A day of peace and love on the Rock | Rockin’ a Hard Place

With the dog days of summer upon us, it’s a perfect moment for a lazy, hazy, crazy memory of my days of Rock past.

With the dog days of summer upon us, it’s a perfect moment for a lazy, hazy, crazy memory of my days of Rock past.

I now have been living blissfully on Whidbey Island for six years as what is euphemistically known as a mature adult.  But I first set foot on the Rock almost 50 years ago as a callow youth.  It was the autumn of 1965; I was in my junior year at the UDub.  The times they were a-changin’.

I had entered the university two years before as a fresh-faced kid from Tacoma wearing neatly pressed corduroy slacks and white shirts.

By the end of 1965, it was mostly jeans, T-shirts and army jackets.  My short hair had been replaced by somewhat longer hair that had to be trimmed before I dared to go home and visit my parents.  (Now, of course, it’s been replaced by no hair.  Sigh.)  The 1960s were in full, kaleidoscopic blossom.  I was not a hippie (too Scandinavian for that) but I certainly admired the freedom they represented.

My UDub dorm-mates Charlie, Pat and I decided to visit Whidbey Island one sunny Saturday morning.  We piled into Charlie’s green-and-ivory 1956 Chevy Bel Air, stopped for a quick burger at Dick’s on 45th and headed up the brand-new I-5 freeway to Mukilteo.  The Seattle-to-Everett leg of the highway had just been dedicated the prior February, with that year’s “Miss Sno-King” cutting the ribbon.

We had no idea what we’d do on Whidbey.  We’d heard that some mellow people hung out there.  In the 60s, mellow usually meant glassy-eyed college drop-outs in tie-dyed T-shirts who said “wow” a lot.  Imagine, then, our disappointment when we got off the ferry in Clinton to find a lot of old dudes who looked like our dads and spent their weekends on Whidbey fishing and playing cribbage.  Bummer.

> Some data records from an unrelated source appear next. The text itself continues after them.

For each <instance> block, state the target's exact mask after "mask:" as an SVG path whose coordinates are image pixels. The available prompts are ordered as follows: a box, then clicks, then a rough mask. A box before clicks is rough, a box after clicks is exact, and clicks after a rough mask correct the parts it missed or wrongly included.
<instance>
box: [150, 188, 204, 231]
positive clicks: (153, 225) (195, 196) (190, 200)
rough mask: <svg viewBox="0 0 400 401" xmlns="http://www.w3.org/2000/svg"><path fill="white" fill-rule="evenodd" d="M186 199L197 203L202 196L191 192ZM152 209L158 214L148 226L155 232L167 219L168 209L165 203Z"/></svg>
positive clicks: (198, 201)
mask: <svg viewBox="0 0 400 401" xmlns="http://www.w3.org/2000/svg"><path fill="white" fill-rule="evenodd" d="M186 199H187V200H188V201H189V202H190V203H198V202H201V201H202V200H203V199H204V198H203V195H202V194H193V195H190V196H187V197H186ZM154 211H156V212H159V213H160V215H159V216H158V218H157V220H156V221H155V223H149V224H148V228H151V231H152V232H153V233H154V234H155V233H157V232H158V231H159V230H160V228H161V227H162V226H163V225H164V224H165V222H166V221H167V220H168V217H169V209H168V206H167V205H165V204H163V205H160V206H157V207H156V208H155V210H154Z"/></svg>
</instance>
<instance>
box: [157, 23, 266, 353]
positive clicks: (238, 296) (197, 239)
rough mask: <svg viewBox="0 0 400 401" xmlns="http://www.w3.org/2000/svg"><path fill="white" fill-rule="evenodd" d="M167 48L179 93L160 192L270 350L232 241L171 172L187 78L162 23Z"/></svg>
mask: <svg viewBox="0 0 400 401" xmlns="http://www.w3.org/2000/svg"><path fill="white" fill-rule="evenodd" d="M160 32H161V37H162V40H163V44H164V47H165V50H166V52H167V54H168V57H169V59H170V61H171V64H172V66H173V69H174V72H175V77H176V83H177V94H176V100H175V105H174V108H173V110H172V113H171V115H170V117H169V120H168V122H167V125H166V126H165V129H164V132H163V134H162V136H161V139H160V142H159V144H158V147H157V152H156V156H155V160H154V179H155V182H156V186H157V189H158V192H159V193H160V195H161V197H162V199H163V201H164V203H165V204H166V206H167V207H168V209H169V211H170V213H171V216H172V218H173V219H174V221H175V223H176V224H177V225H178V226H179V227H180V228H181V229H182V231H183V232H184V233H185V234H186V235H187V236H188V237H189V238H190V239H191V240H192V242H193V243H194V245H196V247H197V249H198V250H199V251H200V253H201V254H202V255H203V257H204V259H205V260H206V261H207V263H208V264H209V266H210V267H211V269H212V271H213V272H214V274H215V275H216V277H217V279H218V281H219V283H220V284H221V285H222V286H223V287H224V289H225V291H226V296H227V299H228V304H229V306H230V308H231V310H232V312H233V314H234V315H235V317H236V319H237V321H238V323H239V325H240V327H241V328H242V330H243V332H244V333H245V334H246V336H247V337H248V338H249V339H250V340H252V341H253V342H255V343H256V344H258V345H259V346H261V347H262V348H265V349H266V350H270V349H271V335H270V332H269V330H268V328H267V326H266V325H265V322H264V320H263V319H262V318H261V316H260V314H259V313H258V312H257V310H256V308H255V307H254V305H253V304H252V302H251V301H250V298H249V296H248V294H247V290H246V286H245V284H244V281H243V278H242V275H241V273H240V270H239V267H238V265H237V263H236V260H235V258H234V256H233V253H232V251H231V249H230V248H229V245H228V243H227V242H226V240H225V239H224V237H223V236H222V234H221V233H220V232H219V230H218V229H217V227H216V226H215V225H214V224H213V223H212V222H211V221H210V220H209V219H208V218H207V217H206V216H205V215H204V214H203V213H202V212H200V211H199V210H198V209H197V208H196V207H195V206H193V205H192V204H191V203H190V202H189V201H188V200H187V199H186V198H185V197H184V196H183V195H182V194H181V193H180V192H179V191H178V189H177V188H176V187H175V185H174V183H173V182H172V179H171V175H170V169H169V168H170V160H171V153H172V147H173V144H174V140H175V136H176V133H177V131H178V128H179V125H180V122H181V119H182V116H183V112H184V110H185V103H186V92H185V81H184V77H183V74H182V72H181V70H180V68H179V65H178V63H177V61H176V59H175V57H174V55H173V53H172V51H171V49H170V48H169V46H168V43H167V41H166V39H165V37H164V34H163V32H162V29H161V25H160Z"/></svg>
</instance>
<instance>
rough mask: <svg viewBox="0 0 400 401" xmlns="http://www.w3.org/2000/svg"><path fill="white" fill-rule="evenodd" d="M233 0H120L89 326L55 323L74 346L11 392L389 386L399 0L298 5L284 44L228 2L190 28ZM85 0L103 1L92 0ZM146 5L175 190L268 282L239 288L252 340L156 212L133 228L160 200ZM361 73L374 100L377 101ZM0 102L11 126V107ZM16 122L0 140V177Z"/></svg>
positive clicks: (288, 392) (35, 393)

We did meet one hippie guy selling T-shirts and macramé by the side of the road near Langley.  He said there were some mellow folks on the island but they lived in the woods so they could do whatever they wanted.  He told us to drive up the island to a little ghost town called Coupeville.  It had a lot of cool old buildings, he said.

I don’t have much recollection of our visit to Coupeville that day, except I think we had a good time.  This was years before tourist hordes began to descend on the town to enjoy a charming, quaint experience.  Front Street was mostly a hang-out for locals.  It even had lots of places to park.

In the years since, I have talked with friends and long-timers to refresh my memory of that first visit in 1965.  Everybody agrees that old dudes and hippies got along just fine in Coupeville.  There was even a head shop in Mariners Court.

Actually, it was an import store called the Asia Moon.  But it did sell a few items designed to enhance one’s smoking pleasure – long before those new-fangled cannabis shops that have opened in the past year.

Mariners Court also had a unique shop called Knots and Bolts that sold macramé products of every description.  I can just imagine an old fisher-dude telling the hippie at Knots and Bolts that he thought hemp was good for making rope, not plant hangers, roach clips and shoulder bags.

From my vantage point 50 years later, it’s easy to see why Whidbey, and Coupeville in particular, have become such a popular place to retire for those of us who survived the 1960s.  Old dudes and hippies still get along just fine.  And some people still do pretty much whatever they want in the woods.

It was cool to visit the Rock in 1965 as a callow youth.  But it’s way more cool to live here in 2015 as an old dude.  Peace, love and arthritic brotherhood, everybody!